COMPLAINANT'S RIGHT TO FILE A CIVIL ACTION (S0610)

You have the right to file a civil action in an appropriate United States District Court within ninety (90) calendar days from the date that you receive this decision. If you file a civil action, you must name as the defendant in the complaint the person who is the official Agency head or department head, identifying that person by his or her full name and official title. Failure to do so may result in the dismissal of your case in court. "Agency" or "department" means the national organization, and not the local office, facility or department in which you work. If you file a request to reconsider and also file a civil action, filing a civil action will terminate the administrative processing of your complaint.

RIGHT TO REQUEST COUNSEL (Z0815)

If you want to file a civil action but cannot pay the fees, costs, or security to do so, you may request permission from the court to proceed with the civil action without paying these fees or costs.
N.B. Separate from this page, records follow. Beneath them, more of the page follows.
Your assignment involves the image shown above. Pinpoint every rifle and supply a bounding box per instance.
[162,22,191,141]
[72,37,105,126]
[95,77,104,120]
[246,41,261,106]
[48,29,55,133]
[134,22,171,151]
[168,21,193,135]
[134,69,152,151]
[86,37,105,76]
Similarly, if you cannot afford an attorney to represent you in the civil action, you may request the court to appoint an attorney for you. You must submit the requests for waiver of court costs or appointment of an attorney directly to the court, not the Commission. The court has the sole discretion to grant or deny these types of requests. Such requests do not alter the time limits for filing a civil action (please read the paragraph titled Complainant's Right to File a Civil Action for the specific time limits).

FOR THE COMMISSION:

______________________________ Carlton M. Hadden's signature

Carlton M. Hadden, Director

Office of Federal Operations

May 10, 2018

__________________

Date

1 This case has been randomly assigned a pseudonym which will replace Complainant's name when the decision is published to non-parties and the Commission's website.